Hi guys, Im back home now after my travels but no ute for a while its undergoing a spell on the driveway and is going to have to wait until after the xmas spendathon. so can't drive the yak anywhere  Sooooo anyone fancy a paddle around Saratoga this friday morning weather looks set to improve.
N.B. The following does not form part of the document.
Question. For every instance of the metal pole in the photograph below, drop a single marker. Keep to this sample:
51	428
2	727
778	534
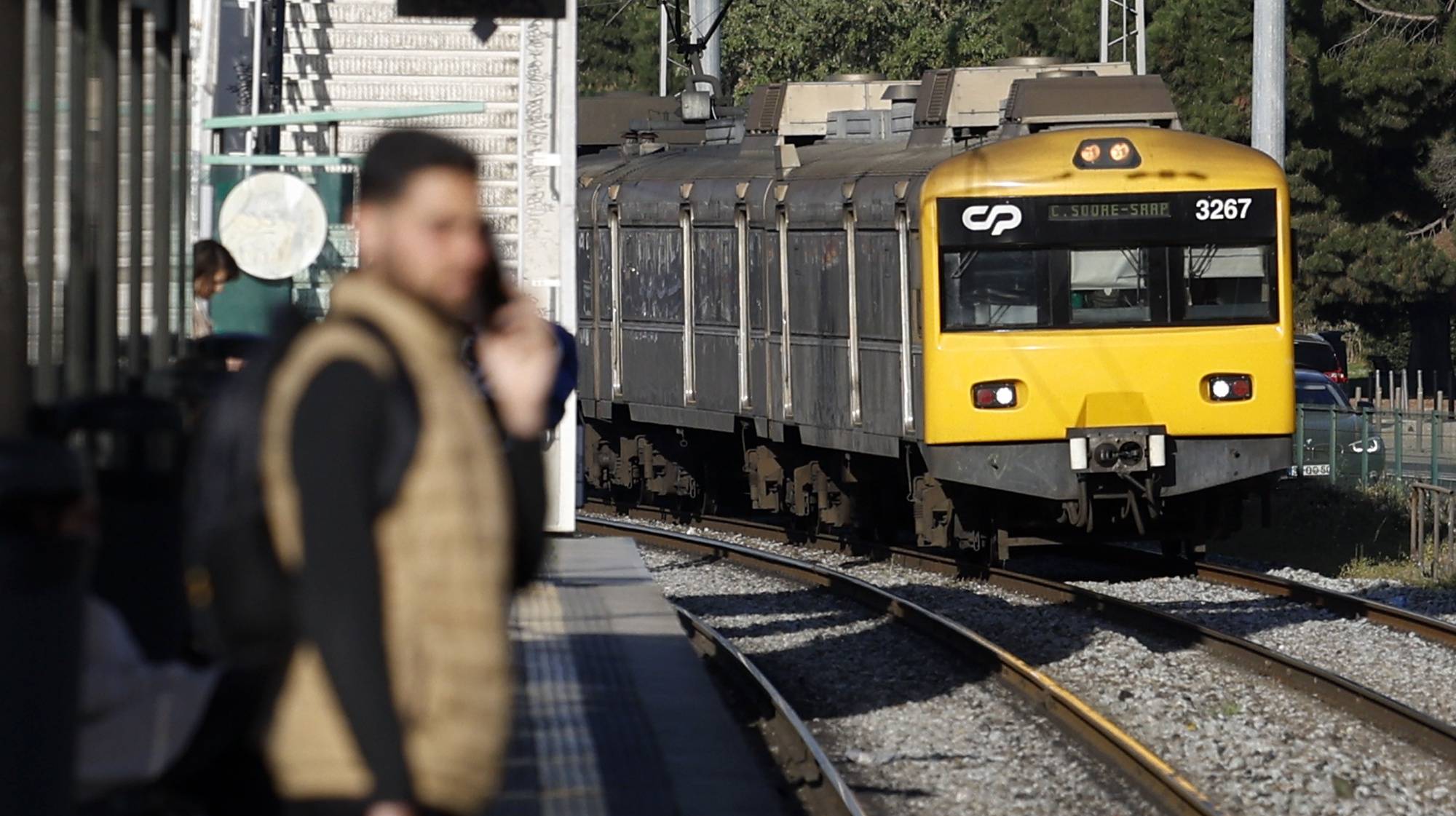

Theres 1 or 2 nice spots to have a go at close by I can show youse.


----------



## radar (Nov 4, 2007)

could be in,what time were you thinking ,and what are you targeting ?


----------



## colzinho (Aug 6, 2007)

no need to be on the water that early, high tide will be around noon up in here maybe 9/10AM start and fish until it turns.
bream and flathead are the usual fodder here, whiting around the sand at yacht club after the turn or we can be silly and try 4 a metre longtom into the yak on poppers :lol: got 1 this arvo on the wharf and it was hilarious to watch the dog try to eat it with trebles still hanging out :lol:


----------



## justcrusin (Oct 1, 2006)

Sorry Andy, have to work this Friday good luck out there.

Cheers Dave


----------



## radar (Nov 4, 2007)

ok Andy looking good,have to drop kids off,can meet about 8.30 -9.00 .pm me on location


----------